13 October 2018 | paul-allaer
"Monsters and Men" vs. "The Hate U Give", and the winner is...
"Monsters and Men" (2018 release; 05 min.) brings the story of three black men. As the movie opens, a black guy (we later learn his name is Dennis) in his car is pulled over for no apparent reason. After the cops check his driver's license, they tell him "sorry to bother you, you are good to go", but what the cops don't know is that Dennis is a copy himself (off duty at that time). We then get to know Manny, who is filling out a job application to become a building security guard. After coming back home in Brooklyn, he notices a commotion, and comes close, filming the whole thing. A black guy in a store is surrounded by 6 or 7 cops. At some point a shot is fired and the black guy is killed. Later on, Manny struggles whether to release the footage. At this point we're 10 min. into the movie. In the third story line much later in the movie, we get to know Zyrich, a high school baseball phenom. To tell you more of the plot would spoil your viewing experience, you'll just have to see for yourself how it all plays out.
Couple of comments: this is the feature-length debut from writer/director Reinaldo Marcus Green. Here he tackles an all too familiar topic these days: police brutality, in particular white cop against unarmed black man. It is very easy to fall in the trap of stereotypes (all cops are bad!!!), which this film thankfully avoids (unlike another recent movie--more on that later) hence credit must go to Green for providing a more nuanced perspective.
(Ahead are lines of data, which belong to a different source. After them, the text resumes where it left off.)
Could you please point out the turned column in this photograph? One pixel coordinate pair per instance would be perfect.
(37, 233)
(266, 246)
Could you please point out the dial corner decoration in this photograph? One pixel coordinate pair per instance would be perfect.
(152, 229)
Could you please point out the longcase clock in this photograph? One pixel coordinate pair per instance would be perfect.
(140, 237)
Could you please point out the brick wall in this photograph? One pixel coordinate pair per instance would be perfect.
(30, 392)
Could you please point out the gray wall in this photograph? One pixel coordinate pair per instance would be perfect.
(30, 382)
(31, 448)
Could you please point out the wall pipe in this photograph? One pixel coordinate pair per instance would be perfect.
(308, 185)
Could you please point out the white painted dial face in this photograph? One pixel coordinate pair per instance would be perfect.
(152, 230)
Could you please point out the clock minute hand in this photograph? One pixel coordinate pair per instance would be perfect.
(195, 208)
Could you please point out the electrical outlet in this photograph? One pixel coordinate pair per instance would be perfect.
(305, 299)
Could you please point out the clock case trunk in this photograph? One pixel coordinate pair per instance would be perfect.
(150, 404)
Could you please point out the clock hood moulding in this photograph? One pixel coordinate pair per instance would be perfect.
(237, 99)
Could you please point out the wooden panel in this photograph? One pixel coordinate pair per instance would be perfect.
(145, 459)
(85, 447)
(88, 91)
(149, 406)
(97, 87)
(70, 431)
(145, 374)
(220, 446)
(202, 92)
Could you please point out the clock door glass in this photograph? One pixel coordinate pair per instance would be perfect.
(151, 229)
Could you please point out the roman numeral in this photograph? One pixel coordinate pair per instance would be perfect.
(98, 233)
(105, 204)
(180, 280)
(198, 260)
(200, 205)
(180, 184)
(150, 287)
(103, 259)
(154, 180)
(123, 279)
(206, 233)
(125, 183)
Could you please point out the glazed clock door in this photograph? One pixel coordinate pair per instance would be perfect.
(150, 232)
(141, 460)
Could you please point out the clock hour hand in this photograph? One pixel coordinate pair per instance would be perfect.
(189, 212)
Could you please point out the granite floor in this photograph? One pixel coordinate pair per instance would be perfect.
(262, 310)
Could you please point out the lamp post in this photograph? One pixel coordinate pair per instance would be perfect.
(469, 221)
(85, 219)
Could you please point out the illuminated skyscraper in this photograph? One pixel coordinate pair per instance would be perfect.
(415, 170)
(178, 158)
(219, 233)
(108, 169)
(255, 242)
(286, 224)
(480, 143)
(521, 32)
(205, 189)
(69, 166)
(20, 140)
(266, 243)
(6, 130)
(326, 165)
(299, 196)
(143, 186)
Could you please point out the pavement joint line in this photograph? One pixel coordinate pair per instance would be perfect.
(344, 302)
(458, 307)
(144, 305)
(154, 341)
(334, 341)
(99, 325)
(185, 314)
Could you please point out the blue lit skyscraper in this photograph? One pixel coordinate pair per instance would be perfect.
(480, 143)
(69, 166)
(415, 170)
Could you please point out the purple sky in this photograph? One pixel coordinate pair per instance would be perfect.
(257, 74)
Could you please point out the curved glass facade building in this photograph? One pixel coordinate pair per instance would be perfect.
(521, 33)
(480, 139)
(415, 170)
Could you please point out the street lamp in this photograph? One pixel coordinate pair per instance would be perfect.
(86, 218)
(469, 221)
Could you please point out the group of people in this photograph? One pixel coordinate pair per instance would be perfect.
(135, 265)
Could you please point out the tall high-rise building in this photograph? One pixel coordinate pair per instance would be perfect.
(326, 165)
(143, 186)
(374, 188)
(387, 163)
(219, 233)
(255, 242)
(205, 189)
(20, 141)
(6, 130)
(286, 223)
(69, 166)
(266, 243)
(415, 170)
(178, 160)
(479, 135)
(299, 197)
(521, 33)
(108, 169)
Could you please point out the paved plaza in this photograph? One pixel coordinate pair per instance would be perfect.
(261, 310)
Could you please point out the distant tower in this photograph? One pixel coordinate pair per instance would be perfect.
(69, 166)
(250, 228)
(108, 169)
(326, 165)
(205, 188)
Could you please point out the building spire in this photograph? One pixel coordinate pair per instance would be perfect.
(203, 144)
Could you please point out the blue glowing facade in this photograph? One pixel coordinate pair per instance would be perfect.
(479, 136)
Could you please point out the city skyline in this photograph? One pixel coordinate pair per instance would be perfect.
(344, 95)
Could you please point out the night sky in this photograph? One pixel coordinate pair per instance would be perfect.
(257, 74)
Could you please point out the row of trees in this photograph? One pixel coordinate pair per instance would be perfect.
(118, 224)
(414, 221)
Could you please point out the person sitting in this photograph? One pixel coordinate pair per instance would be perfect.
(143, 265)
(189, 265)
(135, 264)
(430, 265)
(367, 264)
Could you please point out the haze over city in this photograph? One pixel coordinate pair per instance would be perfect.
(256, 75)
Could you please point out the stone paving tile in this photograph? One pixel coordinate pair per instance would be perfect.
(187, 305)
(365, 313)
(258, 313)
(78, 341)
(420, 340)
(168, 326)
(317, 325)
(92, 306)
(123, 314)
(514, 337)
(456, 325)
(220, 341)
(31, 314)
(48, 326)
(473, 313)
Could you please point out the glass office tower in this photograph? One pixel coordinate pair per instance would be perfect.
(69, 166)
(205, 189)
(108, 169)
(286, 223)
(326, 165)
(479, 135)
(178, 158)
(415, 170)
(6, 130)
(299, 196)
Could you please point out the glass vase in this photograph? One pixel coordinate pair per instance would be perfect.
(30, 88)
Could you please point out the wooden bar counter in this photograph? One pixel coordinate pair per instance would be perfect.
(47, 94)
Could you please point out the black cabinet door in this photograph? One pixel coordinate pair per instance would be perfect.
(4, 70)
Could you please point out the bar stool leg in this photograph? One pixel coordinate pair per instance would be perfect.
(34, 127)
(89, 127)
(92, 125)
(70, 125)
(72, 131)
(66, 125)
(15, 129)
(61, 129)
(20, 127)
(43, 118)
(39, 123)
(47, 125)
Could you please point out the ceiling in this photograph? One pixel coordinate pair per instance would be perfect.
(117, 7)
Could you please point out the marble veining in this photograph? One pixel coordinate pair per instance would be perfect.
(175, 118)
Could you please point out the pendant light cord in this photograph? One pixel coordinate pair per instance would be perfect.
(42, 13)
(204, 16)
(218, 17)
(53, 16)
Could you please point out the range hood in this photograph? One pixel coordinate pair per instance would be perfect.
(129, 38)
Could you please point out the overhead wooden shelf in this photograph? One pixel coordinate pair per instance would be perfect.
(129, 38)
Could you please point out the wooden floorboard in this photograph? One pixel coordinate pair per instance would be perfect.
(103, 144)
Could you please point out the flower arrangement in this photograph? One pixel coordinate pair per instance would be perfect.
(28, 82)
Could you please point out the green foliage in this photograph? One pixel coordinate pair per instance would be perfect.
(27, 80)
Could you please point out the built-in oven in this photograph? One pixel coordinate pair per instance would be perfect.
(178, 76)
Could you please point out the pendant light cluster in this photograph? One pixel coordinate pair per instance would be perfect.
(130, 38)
In that sense, Dennis (the black cop) plays the most important role in the movie, and the casting of John David Washington is a stroke of genius, as he is outstanding, just as he was in "BlackkKlansman" earlier this year. Washington brings Dennis as an earnest guy who tries his best in a difficult environment. The story line of Manny is also top notch. So far, so good. Alas, the last third of the movie, centering around HS baseball phenom Zyrich falters badly. I see what Green is trying to do but it simple does not feel authentic or credible. But overall I still quite liked the film. This is in stark contrast to that other recent "white cop brutality against unarmed black man" themed movie, "The Hate U Give", in which there literally isn't a single decent white person (let alone a cop) in the movie and all African-Americans are 'good' (but for the token black drug king). By all means stay far away from "The Hate U Give".
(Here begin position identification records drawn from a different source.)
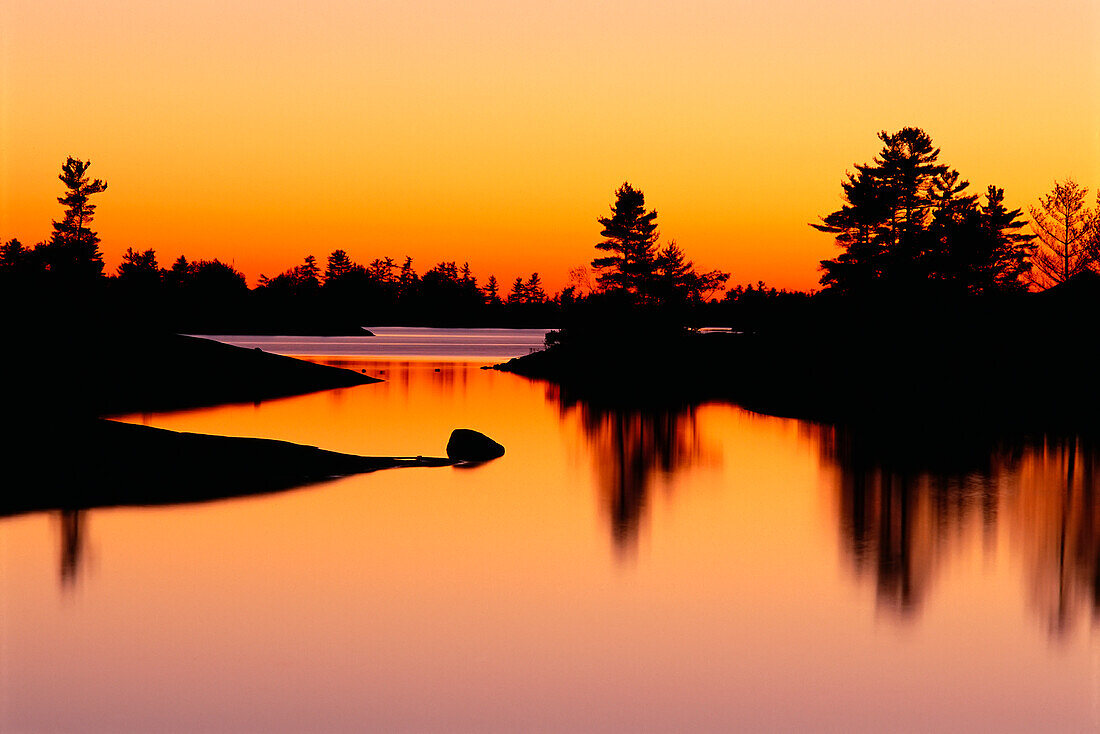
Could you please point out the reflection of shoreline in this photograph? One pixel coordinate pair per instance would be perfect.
(908, 503)
(73, 545)
(634, 449)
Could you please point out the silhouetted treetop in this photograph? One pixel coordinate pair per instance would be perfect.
(1068, 233)
(630, 237)
(73, 250)
(908, 222)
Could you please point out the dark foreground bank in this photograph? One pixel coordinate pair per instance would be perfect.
(1025, 364)
(61, 456)
(95, 463)
(83, 373)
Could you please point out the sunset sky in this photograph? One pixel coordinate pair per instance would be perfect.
(495, 132)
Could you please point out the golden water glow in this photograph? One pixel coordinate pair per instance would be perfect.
(743, 572)
(495, 132)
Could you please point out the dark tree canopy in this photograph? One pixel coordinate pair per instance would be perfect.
(630, 239)
(73, 250)
(908, 222)
(1068, 233)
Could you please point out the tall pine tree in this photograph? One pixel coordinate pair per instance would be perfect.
(630, 239)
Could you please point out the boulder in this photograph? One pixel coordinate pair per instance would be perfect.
(466, 445)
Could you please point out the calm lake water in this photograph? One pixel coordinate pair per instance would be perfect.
(677, 569)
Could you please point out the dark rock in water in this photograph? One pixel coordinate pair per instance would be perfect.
(468, 445)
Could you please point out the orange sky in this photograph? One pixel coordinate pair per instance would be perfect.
(497, 131)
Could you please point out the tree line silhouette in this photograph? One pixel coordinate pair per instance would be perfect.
(908, 228)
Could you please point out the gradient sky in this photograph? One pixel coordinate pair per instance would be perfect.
(496, 131)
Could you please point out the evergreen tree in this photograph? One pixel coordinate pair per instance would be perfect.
(407, 278)
(532, 291)
(140, 270)
(308, 273)
(339, 265)
(492, 291)
(1066, 230)
(630, 239)
(13, 255)
(518, 294)
(73, 250)
(382, 270)
(908, 221)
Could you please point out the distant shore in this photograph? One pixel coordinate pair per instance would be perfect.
(1023, 369)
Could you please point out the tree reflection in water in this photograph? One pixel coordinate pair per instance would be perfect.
(72, 545)
(636, 449)
(906, 503)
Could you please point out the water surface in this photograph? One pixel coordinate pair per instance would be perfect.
(666, 569)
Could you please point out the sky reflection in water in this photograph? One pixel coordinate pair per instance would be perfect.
(672, 569)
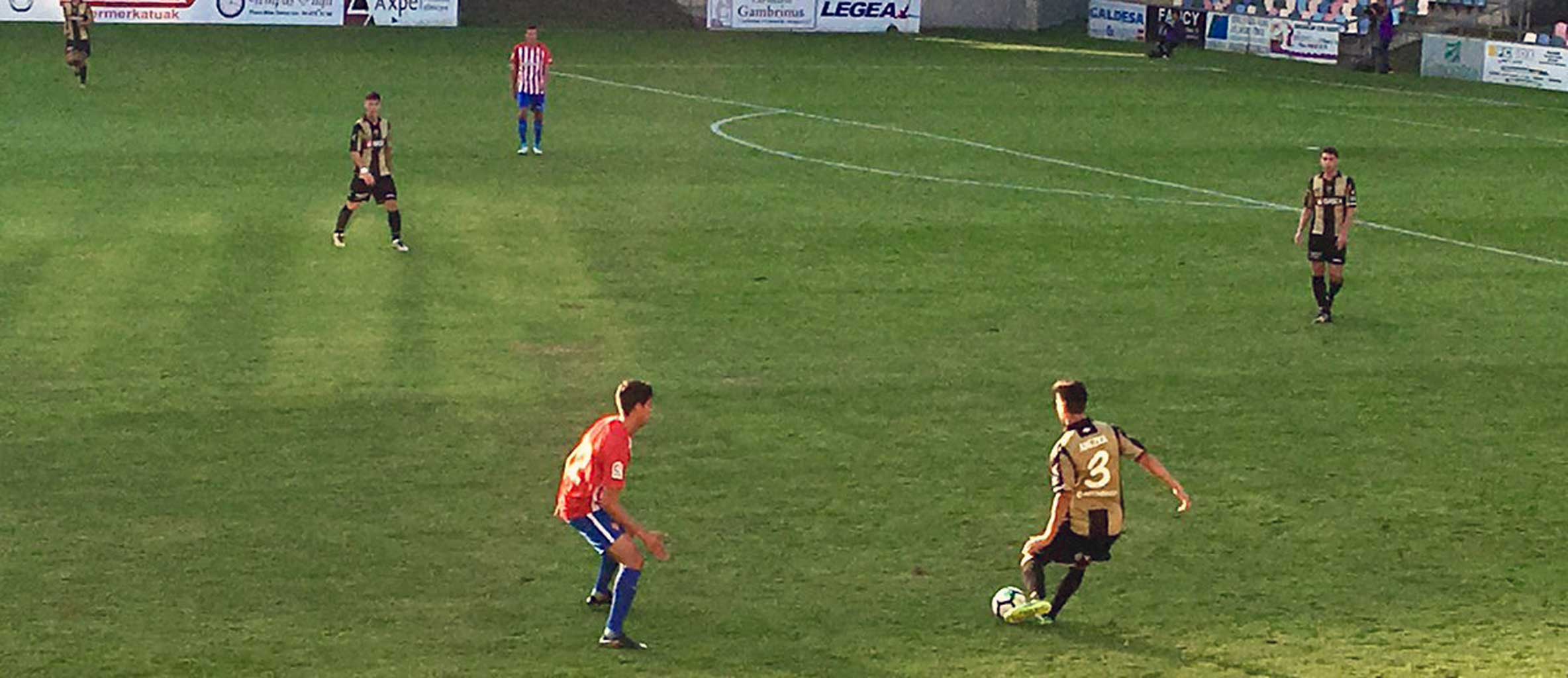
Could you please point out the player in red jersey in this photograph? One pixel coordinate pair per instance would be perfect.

"Monsters and Men" premiered at this year's Sundance film festival to good acclaim. It recently opened at my local art-house theater here in Cincinnati. The early evening screening where I saw this at turned out to be a private screening as in: I was literally the only person in the theater. Hopefully this movie will garner a wider audience when it becomes available on more platforms. If you are interested in important social issues that are brought in a nuanced manner, I'd readily suggest you check out "Monsters and Men", be it in the theater, on VOD, or eventually on DVD/Blu-ray, and draw your own conclusion.